Jooste, left, and Griffith cross the finish line together as the world’s longest race over 600 miles ended in a dead-heat
Jockeys ride through broken bones, exhaustion and all kinds of weather – while still managing to raise a smile
For context, the Grand National is run just over four miles – so the Mongol Derby is around 150 Grand Nationals!
The race is based on the ancient horse messenger system said to have been used by Genghis Khan and takes in vast open plains, enormous sand dunes and freezing mountain routes.

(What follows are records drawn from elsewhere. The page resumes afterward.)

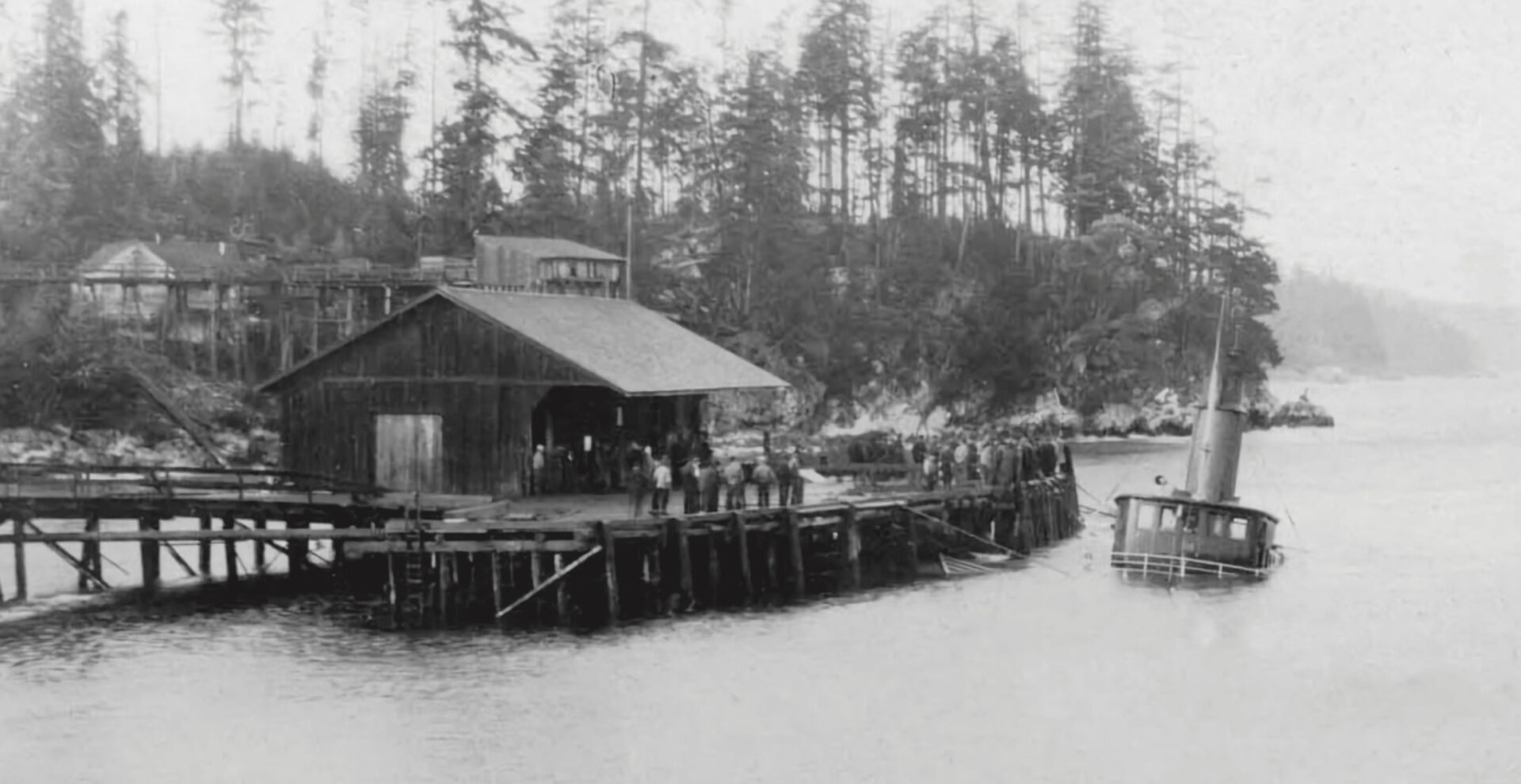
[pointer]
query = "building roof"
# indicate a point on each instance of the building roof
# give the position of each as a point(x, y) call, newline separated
point(630, 348)
point(547, 248)
point(186, 259)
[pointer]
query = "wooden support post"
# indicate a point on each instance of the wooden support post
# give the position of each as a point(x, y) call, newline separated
point(536, 570)
point(653, 573)
point(684, 544)
point(562, 593)
point(92, 555)
point(715, 579)
point(795, 554)
point(737, 526)
point(297, 549)
point(849, 550)
point(913, 542)
point(261, 523)
point(148, 549)
point(446, 573)
point(230, 550)
point(20, 557)
point(496, 582)
point(173, 554)
point(773, 582)
point(204, 547)
point(604, 534)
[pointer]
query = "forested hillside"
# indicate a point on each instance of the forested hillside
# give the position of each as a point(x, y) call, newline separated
point(876, 216)
point(1325, 322)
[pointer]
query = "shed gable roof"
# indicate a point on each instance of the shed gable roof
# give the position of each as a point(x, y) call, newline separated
point(626, 345)
point(547, 248)
point(183, 257)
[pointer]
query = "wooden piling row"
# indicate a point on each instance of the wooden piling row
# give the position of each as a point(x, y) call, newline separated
point(606, 572)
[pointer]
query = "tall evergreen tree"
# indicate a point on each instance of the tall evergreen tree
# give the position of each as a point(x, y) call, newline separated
point(241, 23)
point(466, 188)
point(1111, 160)
point(54, 178)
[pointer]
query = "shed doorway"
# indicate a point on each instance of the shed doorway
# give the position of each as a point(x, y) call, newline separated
point(410, 451)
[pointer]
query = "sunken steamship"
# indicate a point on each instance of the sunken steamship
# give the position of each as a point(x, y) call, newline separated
point(1202, 529)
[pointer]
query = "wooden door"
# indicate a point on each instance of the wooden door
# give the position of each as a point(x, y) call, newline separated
point(410, 451)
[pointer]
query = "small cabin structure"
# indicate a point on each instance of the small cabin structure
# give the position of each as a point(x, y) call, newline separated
point(454, 392)
point(1176, 534)
point(548, 265)
point(189, 281)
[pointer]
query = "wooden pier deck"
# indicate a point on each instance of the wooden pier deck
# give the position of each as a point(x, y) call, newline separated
point(446, 560)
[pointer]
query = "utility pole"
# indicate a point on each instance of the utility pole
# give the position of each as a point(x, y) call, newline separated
point(639, 147)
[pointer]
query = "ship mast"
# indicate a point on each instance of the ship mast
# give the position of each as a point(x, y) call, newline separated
point(1218, 424)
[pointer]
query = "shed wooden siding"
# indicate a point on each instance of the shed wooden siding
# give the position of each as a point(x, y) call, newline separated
point(436, 359)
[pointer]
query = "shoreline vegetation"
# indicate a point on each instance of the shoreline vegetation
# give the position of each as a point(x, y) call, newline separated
point(912, 216)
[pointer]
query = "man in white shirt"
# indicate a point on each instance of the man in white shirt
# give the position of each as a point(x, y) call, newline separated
point(662, 486)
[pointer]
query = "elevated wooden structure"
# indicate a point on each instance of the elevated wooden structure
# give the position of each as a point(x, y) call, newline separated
point(458, 560)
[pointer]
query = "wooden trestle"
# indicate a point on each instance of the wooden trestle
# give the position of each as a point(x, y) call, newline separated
point(441, 567)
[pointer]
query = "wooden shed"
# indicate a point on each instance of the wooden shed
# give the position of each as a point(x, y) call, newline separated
point(456, 391)
point(548, 265)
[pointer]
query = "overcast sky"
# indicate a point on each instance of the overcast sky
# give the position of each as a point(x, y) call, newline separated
point(1380, 137)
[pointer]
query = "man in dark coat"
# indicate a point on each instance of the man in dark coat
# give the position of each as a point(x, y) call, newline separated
point(691, 496)
point(783, 481)
point(707, 485)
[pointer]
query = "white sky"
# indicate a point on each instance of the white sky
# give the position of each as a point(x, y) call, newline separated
point(1386, 130)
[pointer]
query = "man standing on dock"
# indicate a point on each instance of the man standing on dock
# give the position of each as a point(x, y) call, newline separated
point(764, 479)
point(735, 481)
point(707, 479)
point(783, 481)
point(691, 493)
point(658, 504)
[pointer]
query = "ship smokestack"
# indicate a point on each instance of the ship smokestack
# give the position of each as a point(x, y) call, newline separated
point(1216, 451)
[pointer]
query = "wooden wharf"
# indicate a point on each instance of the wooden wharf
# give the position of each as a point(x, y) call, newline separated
point(449, 560)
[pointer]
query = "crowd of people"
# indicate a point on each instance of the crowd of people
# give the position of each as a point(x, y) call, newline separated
point(989, 458)
point(704, 479)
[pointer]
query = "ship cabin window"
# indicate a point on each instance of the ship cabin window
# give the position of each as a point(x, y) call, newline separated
point(1146, 516)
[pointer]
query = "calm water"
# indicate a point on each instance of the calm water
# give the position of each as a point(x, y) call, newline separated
point(1386, 653)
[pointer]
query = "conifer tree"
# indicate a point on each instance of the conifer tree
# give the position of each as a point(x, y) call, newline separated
point(241, 23)
point(466, 190)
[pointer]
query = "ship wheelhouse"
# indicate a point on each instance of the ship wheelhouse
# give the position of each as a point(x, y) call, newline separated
point(1180, 535)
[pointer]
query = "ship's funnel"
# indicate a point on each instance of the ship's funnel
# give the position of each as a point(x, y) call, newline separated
point(1216, 453)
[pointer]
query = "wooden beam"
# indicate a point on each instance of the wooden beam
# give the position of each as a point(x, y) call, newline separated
point(496, 582)
point(230, 555)
point(481, 380)
point(181, 561)
point(737, 527)
point(148, 552)
point(684, 544)
point(715, 584)
point(795, 555)
point(261, 523)
point(92, 554)
point(20, 558)
point(851, 552)
point(353, 549)
point(552, 579)
point(196, 433)
point(239, 534)
point(610, 570)
point(86, 578)
point(204, 546)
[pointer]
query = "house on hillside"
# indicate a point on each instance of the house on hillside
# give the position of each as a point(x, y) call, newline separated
point(456, 391)
point(137, 281)
point(547, 265)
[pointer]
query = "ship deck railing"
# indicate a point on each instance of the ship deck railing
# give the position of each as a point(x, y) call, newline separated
point(1176, 564)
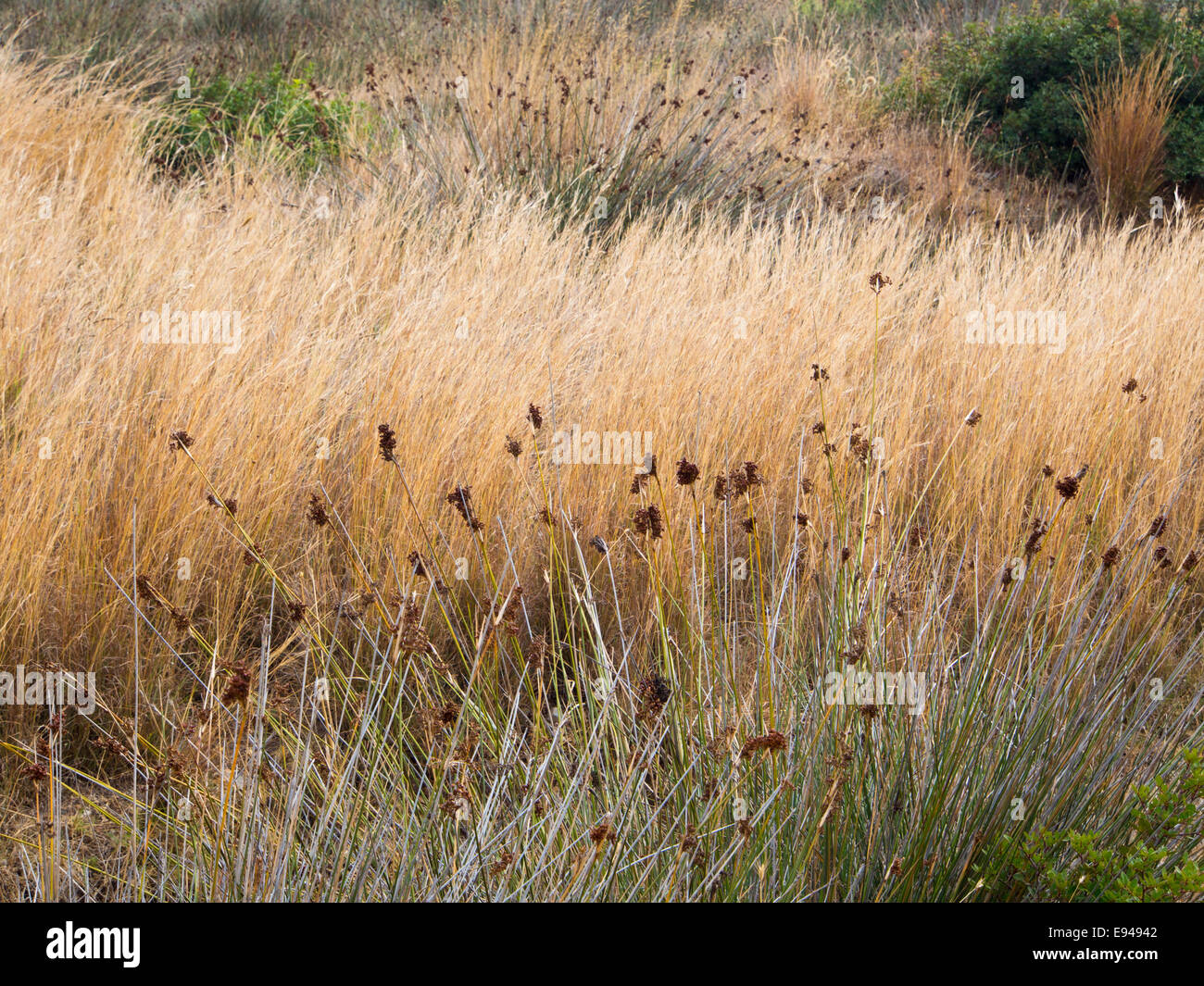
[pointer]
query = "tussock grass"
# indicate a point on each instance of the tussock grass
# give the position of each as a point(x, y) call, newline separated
point(1124, 117)
point(641, 724)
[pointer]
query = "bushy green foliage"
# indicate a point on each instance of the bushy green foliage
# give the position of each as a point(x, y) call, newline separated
point(287, 115)
point(1055, 55)
point(1142, 861)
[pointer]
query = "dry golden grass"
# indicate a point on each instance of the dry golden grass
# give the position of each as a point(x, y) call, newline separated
point(446, 320)
point(1124, 117)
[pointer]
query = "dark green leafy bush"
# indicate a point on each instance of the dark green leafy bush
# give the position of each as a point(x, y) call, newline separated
point(289, 117)
point(1054, 55)
point(1145, 860)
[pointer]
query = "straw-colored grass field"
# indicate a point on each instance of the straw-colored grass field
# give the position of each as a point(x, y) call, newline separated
point(642, 724)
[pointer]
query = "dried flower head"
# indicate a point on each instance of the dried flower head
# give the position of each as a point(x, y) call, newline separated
point(386, 438)
point(771, 742)
point(416, 561)
point(1068, 486)
point(654, 693)
point(239, 689)
point(317, 512)
point(461, 499)
point(230, 504)
point(648, 520)
point(687, 472)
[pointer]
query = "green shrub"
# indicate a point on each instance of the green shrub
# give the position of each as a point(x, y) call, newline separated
point(1054, 55)
point(285, 115)
point(1140, 861)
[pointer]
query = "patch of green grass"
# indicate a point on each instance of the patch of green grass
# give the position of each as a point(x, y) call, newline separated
point(1022, 79)
point(287, 115)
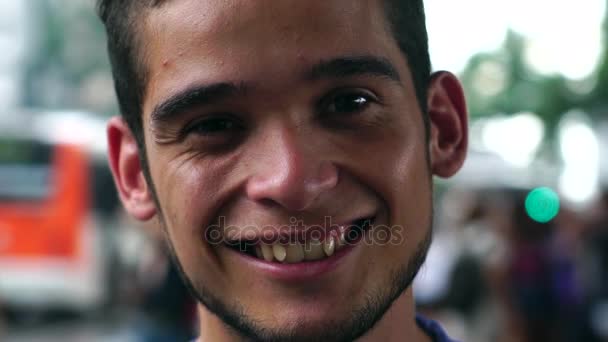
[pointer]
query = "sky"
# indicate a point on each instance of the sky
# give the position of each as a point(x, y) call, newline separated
point(561, 36)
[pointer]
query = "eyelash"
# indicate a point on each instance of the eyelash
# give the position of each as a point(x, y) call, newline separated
point(363, 98)
point(228, 122)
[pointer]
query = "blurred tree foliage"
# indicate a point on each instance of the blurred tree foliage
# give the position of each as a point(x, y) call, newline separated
point(68, 65)
point(501, 82)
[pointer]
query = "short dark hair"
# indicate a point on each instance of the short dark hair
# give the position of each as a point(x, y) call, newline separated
point(120, 17)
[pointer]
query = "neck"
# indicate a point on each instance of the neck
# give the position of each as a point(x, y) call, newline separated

Horses are changed roughly every 20 miles and jockeys battle on through fatigue, broken bones and all sorts of weather.
They will look to race for around 125 miles a day, with roughly 28 different horses over the duration of the contest.
Tom Morgan, who founded the Mongol Derby, said: “The horses are always fresh and the riders are always exhausted.”
That looked especially accurate when American Diedre Griffith and South African Willemein Jooste past the post together after eight days of racing.
It was an agonising finish for Brit Chris Walker and his Irish team-mate Patrick Heffron who led on days six and seven.
Griffith and Jooste overtook them with just a few hours of racing left to relegate them to tied third.
Some 46 riders from ten countries took part in this year’s marathon race, which was cancelled the previous two years because of Covid.
Speaking of her win, Griffith, a 34-year-old estate agent, said: “I’m injury-free and didn’t come off any horses, thankfully!
“This race has always piqued my interest as an epic challenge both mentally and physically.
“Traveling horseback I think is the best way to see a new country, and getting to interact with the locals in such a horse-oriented culture was really special.
“One of my main reasons for competing in this race is to show my two daughters that they should dream big and they can achieve anything they set their minds to with hard work and determination.”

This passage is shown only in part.